All tissue samples were collected from 14-day-old rice seedlings grown in culture tubes. The plants were grown in a growth chamber under a cycle of 12 h light at 25 °C followed by 12 h dark at 25 °C. All leaves of the seedlings were collected under a clean bench and frozen immediately in liquid nitrogen. Total RNA was extracted and sequenced by Shanghai Biotechnology Corporation (contract number: BC14374-1). The leaf transcriptome was analyzed using Illumina HiSeq 2500. We generated 97.08 million and 93.38 million RNA-seq reads from Zhongxian 3037 (control) and the variant (YZG-5), respectively.
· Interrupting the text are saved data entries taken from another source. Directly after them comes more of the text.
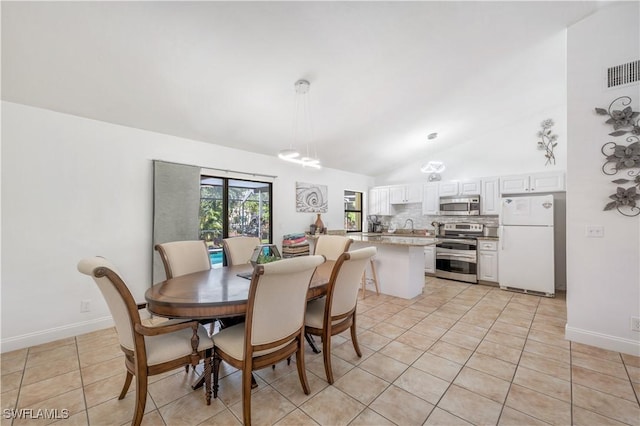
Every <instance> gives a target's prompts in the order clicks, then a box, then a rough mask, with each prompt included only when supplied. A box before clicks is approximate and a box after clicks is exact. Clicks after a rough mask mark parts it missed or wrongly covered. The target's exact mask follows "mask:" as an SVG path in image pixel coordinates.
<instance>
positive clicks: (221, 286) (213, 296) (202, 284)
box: [145, 261, 335, 319]
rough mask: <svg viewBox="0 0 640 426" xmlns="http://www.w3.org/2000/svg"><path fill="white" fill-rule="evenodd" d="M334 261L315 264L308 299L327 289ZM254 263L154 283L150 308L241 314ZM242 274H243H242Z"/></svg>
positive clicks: (215, 269)
mask: <svg viewBox="0 0 640 426" xmlns="http://www.w3.org/2000/svg"><path fill="white" fill-rule="evenodd" d="M334 264H335V261H326V262H324V263H323V264H321V265H320V266H318V267H317V268H316V271H315V272H314V274H313V276H312V277H311V283H310V284H309V291H308V294H307V300H312V299H315V298H318V297H320V296H323V295H324V294H326V292H327V286H328V284H329V279H330V278H331V271H332V270H333V266H334ZM252 271H253V266H252V265H250V264H246V265H236V266H225V267H222V268H215V269H210V270H207V271H201V272H194V273H191V274H186V275H182V276H180V277H175V278H171V279H168V280H165V281H162V282H160V283H157V284H155V285H154V286H153V287H151V288H149V289H148V290H147V291H146V293H145V299H146V300H147V310H148V311H149V312H151V313H152V314H154V315H158V316H161V317H166V318H185V319H211V318H225V317H233V316H241V315H244V314H245V313H246V312H247V298H248V295H249V285H250V284H251V280H250V279H248V278H246V277H247V276H248V277H249V278H250V277H251V275H250V274H251V272H252ZM241 275H244V277H243V276H241Z"/></svg>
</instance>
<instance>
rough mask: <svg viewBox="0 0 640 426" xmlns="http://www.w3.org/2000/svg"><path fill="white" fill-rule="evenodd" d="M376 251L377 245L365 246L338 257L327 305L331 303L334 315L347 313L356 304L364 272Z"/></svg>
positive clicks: (376, 250)
mask: <svg viewBox="0 0 640 426" xmlns="http://www.w3.org/2000/svg"><path fill="white" fill-rule="evenodd" d="M376 252H377V249H376V248H375V247H365V248H361V249H359V250H353V251H349V252H346V253H343V254H342V255H341V256H340V257H339V258H338V261H337V262H336V265H335V267H334V269H333V272H332V274H331V282H330V283H329V289H328V290H327V300H328V303H327V305H326V306H329V305H330V309H331V316H332V317H335V316H337V315H342V314H346V313H347V312H349V311H351V310H352V309H353V308H354V307H355V306H356V302H357V301H358V290H359V289H360V284H361V282H362V274H363V273H364V270H365V268H366V267H367V263H368V262H369V260H370V259H371V258H372V257H373V256H375V254H376Z"/></svg>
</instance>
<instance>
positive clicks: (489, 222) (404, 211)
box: [378, 203, 498, 231]
mask: <svg viewBox="0 0 640 426" xmlns="http://www.w3.org/2000/svg"><path fill="white" fill-rule="evenodd" d="M394 209H395V212H396V214H395V215H394V216H378V219H379V220H380V222H381V223H382V225H383V227H384V230H385V231H386V230H387V229H389V225H391V224H394V225H395V227H396V229H404V228H405V223H406V222H407V219H411V220H413V229H429V230H431V229H433V226H432V225H431V222H433V221H436V222H440V223H460V222H465V223H482V224H484V225H489V226H498V216H439V215H438V216H425V215H423V214H422V204H420V203H414V204H404V205H402V204H399V205H395V206H394ZM409 228H411V225H410V224H408V223H407V229H409Z"/></svg>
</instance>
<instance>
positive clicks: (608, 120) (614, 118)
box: [596, 96, 640, 136]
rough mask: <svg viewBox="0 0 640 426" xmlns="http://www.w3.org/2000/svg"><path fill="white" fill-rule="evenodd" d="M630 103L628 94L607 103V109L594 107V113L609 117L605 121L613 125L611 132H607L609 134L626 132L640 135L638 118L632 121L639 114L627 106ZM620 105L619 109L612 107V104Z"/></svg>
mask: <svg viewBox="0 0 640 426" xmlns="http://www.w3.org/2000/svg"><path fill="white" fill-rule="evenodd" d="M630 104H631V98H630V97H629V96H620V97H619V98H616V99H614V100H613V102H611V104H609V108H608V109H604V108H596V113H597V114H599V115H608V116H609V119H608V120H607V121H605V123H606V124H611V125H613V130H614V131H613V132H611V133H609V136H622V135H626V134H627V133H631V134H634V135H640V119H638V120H636V121H635V122H634V121H633V120H634V119H635V118H637V117H638V116H640V112H637V111H633V110H632V109H631V107H630V106H629V105H630ZM617 105H620V107H622V108H621V109H613V108H614V106H617Z"/></svg>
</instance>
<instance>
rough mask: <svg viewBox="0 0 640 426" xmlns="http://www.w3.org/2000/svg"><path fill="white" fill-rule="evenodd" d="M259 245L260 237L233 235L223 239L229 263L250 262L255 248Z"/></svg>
mask: <svg viewBox="0 0 640 426" xmlns="http://www.w3.org/2000/svg"><path fill="white" fill-rule="evenodd" d="M259 245H260V239H259V238H258V237H231V238H225V239H224V240H222V246H223V248H224V250H225V254H226V256H227V263H228V264H229V265H242V264H244V263H249V261H250V260H251V255H252V254H253V250H254V249H255V248H256V246H259Z"/></svg>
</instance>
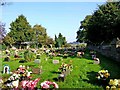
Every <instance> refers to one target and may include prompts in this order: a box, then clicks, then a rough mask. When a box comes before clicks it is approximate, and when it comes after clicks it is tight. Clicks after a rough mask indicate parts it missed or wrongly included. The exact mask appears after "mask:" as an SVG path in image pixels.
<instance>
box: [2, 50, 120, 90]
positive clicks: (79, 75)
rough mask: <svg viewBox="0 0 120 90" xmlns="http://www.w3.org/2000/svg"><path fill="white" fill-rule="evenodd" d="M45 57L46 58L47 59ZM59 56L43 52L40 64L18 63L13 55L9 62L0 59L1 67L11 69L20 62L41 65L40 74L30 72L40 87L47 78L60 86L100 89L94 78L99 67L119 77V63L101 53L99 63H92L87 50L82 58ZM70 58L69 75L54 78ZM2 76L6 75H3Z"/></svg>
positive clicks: (28, 64) (16, 60) (55, 76)
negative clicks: (100, 62)
mask: <svg viewBox="0 0 120 90" xmlns="http://www.w3.org/2000/svg"><path fill="white" fill-rule="evenodd" d="M46 58H48V60H47V61H46ZM60 58H61V57H53V59H50V58H49V57H47V56H46V55H45V54H43V55H42V56H41V59H40V60H41V62H40V64H35V63H34V61H32V62H27V63H19V60H17V59H16V60H14V58H13V57H11V61H10V62H3V58H1V59H0V60H1V61H2V69H3V66H4V65H5V64H7V65H9V66H10V70H11V71H14V70H16V69H17V68H18V67H19V65H21V64H22V65H28V66H31V67H39V66H42V73H41V74H32V77H33V79H35V78H40V79H41V80H40V81H39V83H38V85H37V87H40V83H41V82H43V81H45V80H48V79H49V80H51V81H55V82H56V83H58V85H59V87H60V88H100V90H101V89H103V88H102V87H101V86H99V85H98V84H97V79H96V73H97V72H98V71H99V70H101V69H107V70H108V71H109V72H110V75H111V76H110V78H120V75H119V73H120V70H119V64H118V63H116V62H114V61H112V60H110V59H108V58H106V57H104V56H102V55H99V58H100V62H101V63H100V64H99V65H96V64H93V60H92V59H91V56H90V55H89V53H88V52H86V53H85V56H84V57H82V58H78V57H68V58H66V59H64V58H63V61H62V60H61V59H60ZM22 59H24V58H22ZM52 60H60V63H59V64H53V63H52ZM70 60H72V65H73V71H72V72H71V74H70V75H67V76H66V78H65V81H64V82H58V81H56V80H55V78H57V77H58V73H55V72H58V68H59V67H60V65H61V64H62V62H64V63H70ZM3 77H8V76H6V75H3Z"/></svg>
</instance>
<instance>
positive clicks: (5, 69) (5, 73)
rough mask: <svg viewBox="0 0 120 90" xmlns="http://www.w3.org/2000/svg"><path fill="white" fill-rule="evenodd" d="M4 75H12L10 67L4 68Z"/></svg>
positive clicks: (3, 70) (3, 71)
mask: <svg viewBox="0 0 120 90" xmlns="http://www.w3.org/2000/svg"><path fill="white" fill-rule="evenodd" d="M3 74H10V67H9V66H8V65H5V66H4V68H3Z"/></svg>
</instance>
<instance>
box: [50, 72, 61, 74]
mask: <svg viewBox="0 0 120 90" xmlns="http://www.w3.org/2000/svg"><path fill="white" fill-rule="evenodd" d="M51 73H53V74H61V72H56V71H51Z"/></svg>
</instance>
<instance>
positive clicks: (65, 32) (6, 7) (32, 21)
mask: <svg viewBox="0 0 120 90" xmlns="http://www.w3.org/2000/svg"><path fill="white" fill-rule="evenodd" d="M103 3H105V2H13V3H12V4H10V5H7V6H5V7H2V21H3V22H5V23H6V30H7V31H8V32H9V31H10V30H9V27H10V23H11V22H12V21H14V20H15V19H16V18H17V17H18V16H19V15H21V14H23V15H24V16H25V17H26V18H27V20H28V22H29V23H30V25H31V26H33V25H35V24H40V25H42V26H43V27H45V28H46V29H47V33H48V36H50V37H52V38H54V36H55V34H56V35H58V34H59V33H62V35H63V36H65V37H66V40H67V41H68V42H72V41H76V36H77V34H76V32H77V31H78V28H79V26H80V21H82V20H83V19H84V18H85V16H86V15H91V14H92V13H93V12H94V11H95V10H97V8H98V5H101V4H103Z"/></svg>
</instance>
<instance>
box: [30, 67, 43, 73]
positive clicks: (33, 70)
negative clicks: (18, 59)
mask: <svg viewBox="0 0 120 90" xmlns="http://www.w3.org/2000/svg"><path fill="white" fill-rule="evenodd" d="M32 72H33V74H41V73H42V70H41V69H40V68H32Z"/></svg>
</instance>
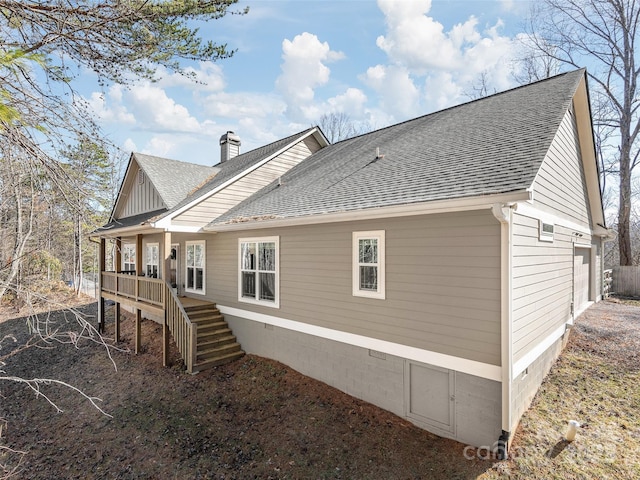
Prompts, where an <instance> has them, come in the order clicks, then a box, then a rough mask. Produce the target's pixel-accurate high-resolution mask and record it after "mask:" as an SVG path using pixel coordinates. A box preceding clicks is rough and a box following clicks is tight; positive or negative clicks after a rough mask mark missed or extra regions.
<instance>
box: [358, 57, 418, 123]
mask: <svg viewBox="0 0 640 480" xmlns="http://www.w3.org/2000/svg"><path fill="white" fill-rule="evenodd" d="M361 78H362V80H363V81H364V82H365V83H366V84H367V85H369V86H370V87H371V88H372V89H373V90H375V91H376V92H377V94H378V98H379V101H380V108H381V109H382V110H383V111H385V112H387V114H388V115H392V116H393V118H394V119H395V120H396V121H400V120H404V119H406V118H409V117H412V116H416V115H419V114H420V101H419V100H420V90H419V89H418V88H417V87H416V85H415V84H414V82H413V79H412V78H411V76H410V74H409V71H408V70H407V69H406V68H404V67H402V66H397V65H388V66H384V65H376V66H375V67H370V68H369V69H368V70H367V72H366V74H365V75H363V76H362V77H361Z"/></svg>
We mapped 76.63% of the Zhongxian 3037 RNA-seq reads and 78.09% of the variant reads to the TIGR7 reference genome using TopHat249. We used Cufflink50 to measure the expression level (FPKM) of rice annotated genes (TIGR7, http://rice.plantbiology.msu.edu/).

Results

Origin and molecular cytological examination of YZG-5

YZG-5 is a morphological variant discovered from the inbred progenies of a rice line telotrisomic for chromosome 11 (Chr11), which was derived from indica rice variety Zhongxian 3037. Compared to Zhongxian 3037 (Fig. 1a), the variant plant had deep green leaves and a poor rate of seed set of only 10.5% (Fig. 1b). Based on cytological analysis of the variant at mitosis, we found that the chromosome number of the variant was 25 in all somatic cells examined (Fig. 1d), whereas that of the normal diploid was 24 (Fig. 1c). As YZG-5 was derived from the progeny of Chr11 variants, we used 5S rDNA, as a probe for FISH analysis. The 5S rDNA signals overlapped with those of a rice centromere-specific DNA sequence (CentO) in the normal diploid (white arrows in Fig. 2a–c), indicating that the 5S rDNA was located at the centromere region of Chr11 close to its short arm. To further differentiate between the short arm and the long arm of Chr11 according to the 5S rDNA and CentO signals, we selected another variant, T0135, in which Chr11 had been broken, forming two types of telocentric chromosomes. One type is the long arm of Chr11 (designated 11L∙; “∙” represents the centromeric repeat loci), with stronger CentO signals (white arrows in Fig. 2d,e) and weaker 5S rDNA signals (white arrows in Fig. 2d,f). The other type is the short arm of Chr11 (designated 11S∙; “∙” represents the centromeric repeat loci), with weaker CentO signals (yellow arrows in Fig. 2d,e) and stronger 5S rDNA signals (yellow arrows in Fig. 2d,f). Therefore, we used 5S rDNA and CentO as cytological markers, not only to identify the centromere region of Chr11, but also to distinguish 11S∙ from 11L∙.

Figure 1
figure 1

Morphological traits of rice line Zhongxian 3037 and variant YZG-5. (a) Zhongxian 3037. (b) Variant YZG-5 exhibits deep green leaf color and poor seed setting. (c) Zhongxian 3037 has 24 chromosomes in each somatic cell. (d) YZG-5 has 25 chromosomes in each somatic cell.

Figure 2
figure 2

FISH analysis of rice line Zhongxian 3037 and variant YZG-5. Chromosomes were counterstained with DAPI. Red indicates CentO signals, green indicates 5S rDNA signals. Scale bars represent 5 μm in all images. (ac) Normal chromosome 11 in line 3037, with two pairs of CentO and 5S rDNA signals. (df) Line T0135, with two pairs of telocentric chromosome 11. White arrows show 11L∙ with weaker 5S rDNA signals and stronger CentO signals, and yellow arrows show 11S· with stronger 5S rDNA signals and weaker CentO signals. (gi) Variant YZG-5, with a structurally tricentric chromosome and two telocentric chromosomes derived from Chr11. White arrows show 11L∙ with weaker 5S rDNA signals and stronger CentO signals. In figure h, yellow and cyan arrow indicate 11S∙11S∙11S∙11S with one stronger CentO signal located at the middle region and two weaker CentO signals, respectively. In figure i, yellow and cyan arrows indicate 11S∙11S∙11S∙11S with three stronger 5S rDNA signals.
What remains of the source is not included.